Installation, by anaconda, a). UI installation b). by Python "pip" 

Data Display by IPyWidgets Design
---
There are two options availabe:

a). **Class** option: 3-category, "All", "2" for B, "4" for M;<br>
b). **number** of items: with slider bar, determine the size of data displayed simulataneously: 

In [None]:
import ipywidgets as widgets
from IPython.display import display

In [None]:
items = ['All']+sorted(df['Class'].unique().tolist())

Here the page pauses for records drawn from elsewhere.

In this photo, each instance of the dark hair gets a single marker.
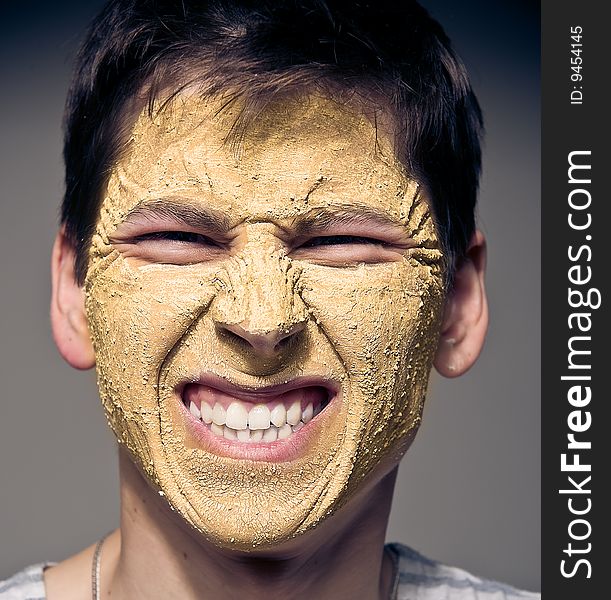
(390, 52)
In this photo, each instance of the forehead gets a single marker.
(294, 156)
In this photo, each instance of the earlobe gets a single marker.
(68, 320)
(465, 318)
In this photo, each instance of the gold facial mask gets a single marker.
(367, 327)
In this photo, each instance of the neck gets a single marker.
(156, 555)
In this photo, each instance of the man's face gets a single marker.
(264, 319)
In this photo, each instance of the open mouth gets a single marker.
(262, 416)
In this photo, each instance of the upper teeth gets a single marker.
(246, 422)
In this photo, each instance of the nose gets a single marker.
(258, 306)
(264, 343)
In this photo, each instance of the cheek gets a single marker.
(136, 318)
(383, 321)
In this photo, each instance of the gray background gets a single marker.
(468, 492)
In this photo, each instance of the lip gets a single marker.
(291, 448)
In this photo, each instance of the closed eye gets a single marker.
(187, 237)
(349, 250)
(178, 247)
(329, 240)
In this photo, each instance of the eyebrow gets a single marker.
(319, 220)
(182, 213)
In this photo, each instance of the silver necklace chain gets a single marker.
(95, 569)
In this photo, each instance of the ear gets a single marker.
(465, 319)
(68, 320)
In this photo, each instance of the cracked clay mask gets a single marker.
(305, 260)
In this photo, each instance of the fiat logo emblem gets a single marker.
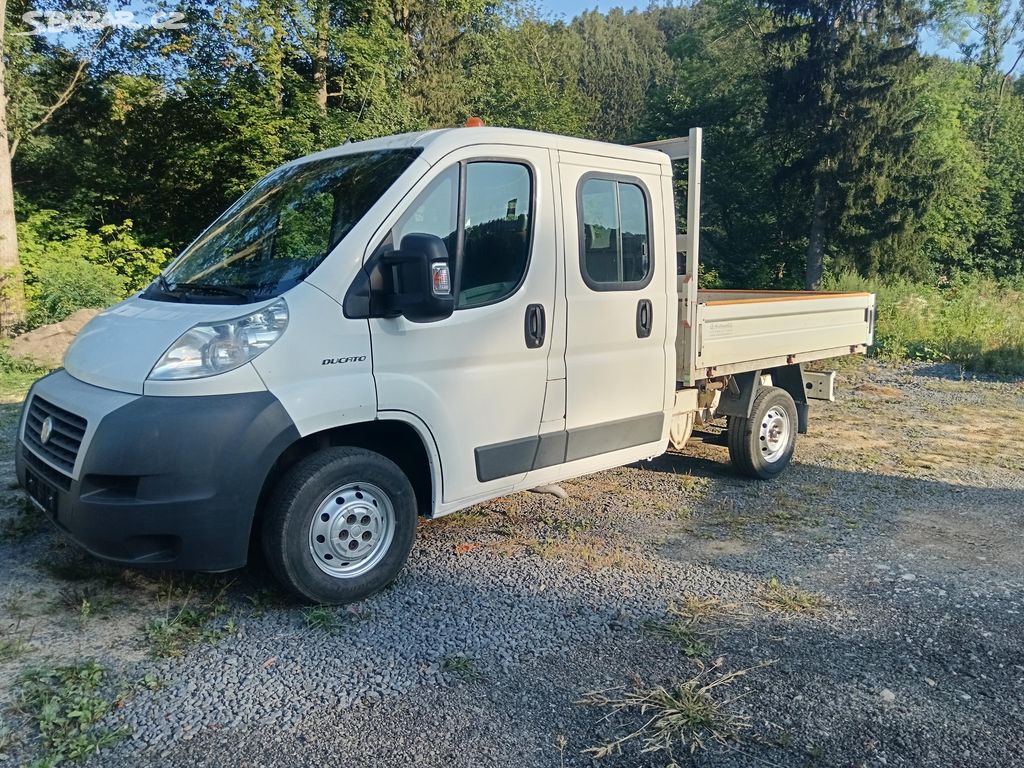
(46, 430)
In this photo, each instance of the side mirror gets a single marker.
(415, 281)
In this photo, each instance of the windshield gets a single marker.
(280, 230)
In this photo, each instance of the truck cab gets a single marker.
(391, 329)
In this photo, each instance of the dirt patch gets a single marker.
(45, 346)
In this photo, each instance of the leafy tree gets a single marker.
(623, 60)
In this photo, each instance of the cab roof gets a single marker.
(437, 143)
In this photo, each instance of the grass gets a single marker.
(186, 623)
(773, 595)
(320, 617)
(16, 376)
(971, 321)
(79, 567)
(686, 625)
(683, 717)
(85, 602)
(12, 645)
(65, 705)
(25, 521)
(464, 667)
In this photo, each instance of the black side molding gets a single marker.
(538, 452)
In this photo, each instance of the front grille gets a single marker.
(66, 436)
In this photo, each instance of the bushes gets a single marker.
(973, 321)
(68, 267)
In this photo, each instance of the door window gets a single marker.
(486, 230)
(614, 252)
(496, 249)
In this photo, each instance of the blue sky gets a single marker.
(569, 8)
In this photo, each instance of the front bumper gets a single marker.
(163, 481)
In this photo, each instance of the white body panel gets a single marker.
(739, 328)
(470, 377)
(304, 372)
(610, 373)
(470, 383)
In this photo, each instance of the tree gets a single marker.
(841, 76)
(622, 64)
(24, 112)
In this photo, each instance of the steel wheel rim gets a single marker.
(351, 529)
(774, 434)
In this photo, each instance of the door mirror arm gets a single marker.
(413, 282)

def view2(Class='',numbers=3):
    if Class=='All': return df.head(numbers)
    return df[df['Class']==Class].head(numbers)
    #return df.head(y)
a_slider = widgets.IntSlider(min=3, max=df.shape[0], step=1, value=5)
b_select =  widgets.Select(options=items)
widgets.interact(view2,numbers=a_slider,Class=b_select)

Convertion of data
---
from "object" to "int"

In [None]:
# Convert object to int data on sixth-feature 
df[df.columns[6]]=df[df.columns[6]].astype(int);

In [None]:
df.to_csv("chapter_2.1.1.1.csv")

In [None]:
df[10:15]

Note: **qgrid** not worked with ipywidgets-7.x.x

In [None]:
import qgrid
#qgrid.nbinstall(overwrite=True)
qgrid.set_defaults(remote_js=True, precision=4)

In [None]:
qgrid.show_grid(df,show_toolbar=True, grid_options={'forceFitColumns': False, 'defaultColumnWidth': 200})

In [None]:
qgrid.show_grid(df)

In [None]:
#Explore correlations
plt.rcParams['figure.figsize']=(12,8)
sns.set(font_scale=1.4)


In [None]:
# slice dataframe by train_test_split in  sklearn.cross_valiation module
from sklearn.model_selection import train_test_split

# 75% randomly chosen data for training and left for testing
X_train, X_test, y_train, y_test = train_test_split(df[column_names[1:10]], df[column_names[10]], \
                                                    test_size=0.25, random_state=33)

Correlation of $X,Y$
---
$$\text{Correlation}(X,Y)=\frac{E(X-\mu_X)(Y-\mu_Y)}{\sigma_X\sigma_Y}$$

used to measure the relation between $X,Y$ statistics, 1 represents "totally positive related", -1 represents "totally negative related", and 0 "no relation at all".

In [None]:
plt.rcParams['figure.figsize']=(12,8)
sns.set(font_scale=1.4)

sns.heatmap(df.corr(), cmap='coolwarm')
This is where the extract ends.